TokyoMonsterTrucker@lemmy.dbzer0.com · 1 year ago

Digital textbook extraction

FlyForABeeGuy@lemmy.dbzer0.com · 1 year ago

I had a few books like that that were directly on a scummy academic editors website. No pdf or usable files. I’m currently far from home, so I can’t tell you exacly what program i used. But i noticed that every page was downloaded in my temporary files as image data (cached version on page). So i had to manually flip a few pages, download them 1 by 1 and naming them correctly. I’ll look ok my pc to try to find the program that did that when I’m back

theoware@sh.itjust.works · 1 year ago

Sounds like you could also use a image downloader browser extension for that

TokyoMonsterTrucker@lemmy.dbzer0.com · 1 year ago

Sounds promising! Please let me know what you find.

FlyForABeeGuy@lemmy.dbzer0.com · 1 year ago

It was MZCacheview but the same autor made one for chrome and a general one. But theoware is probable right, a brower extension could also do it!

TokyoMonsterTrucker@lemmy.dbzer0.com · 1 year ago

Looks like this particular publisher has anticipated cache sniffing. No dice.

theoware@sh.itjust.works · edit-2 1 year ago

You can try printing the page

TokyoMonsterTrucker@lemmy.dbzer0.com · 1 year ago

I’m looking for something a bit more detailed. I’d like to auto-scrape the entire book.

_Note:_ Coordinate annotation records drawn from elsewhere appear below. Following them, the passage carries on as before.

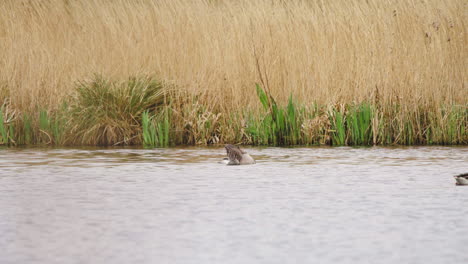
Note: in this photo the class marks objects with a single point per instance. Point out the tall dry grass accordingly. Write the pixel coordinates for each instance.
(408, 53)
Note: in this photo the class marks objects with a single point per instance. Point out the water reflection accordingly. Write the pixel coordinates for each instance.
(179, 205)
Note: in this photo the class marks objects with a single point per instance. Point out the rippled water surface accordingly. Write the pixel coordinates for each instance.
(296, 205)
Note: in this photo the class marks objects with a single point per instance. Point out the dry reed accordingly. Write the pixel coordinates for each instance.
(410, 54)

KevonLooney@lemm.ee · 1 year ago

Why don’t you simply open the book in a virtual machine like VMware and hit print? It can print to a PDF.

TokyoMonsterTrucker@lemmy.dbzer0.com · 1 year ago

I can print pages to PDF without a VM. The problem with printing is that these books are over 1000 pages, so I need to automate a good chunk of the process. Ideally, I’d like to capture the XML text for the pdf as well as it will look much better and I will not have to manually crop 1000 PDFs with annoying borders.

KevonLooney@lemm.ee · 1 year ago

Yeah, I believe you can do that by printing to a non-existent printer and then finding the file image waiting in the print queue. I don’t know if it works on Windows 11 but it used to work pretty well.

theoware@sh.itjust.works · edit-2 1 year ago

Then this method probably won’t work for you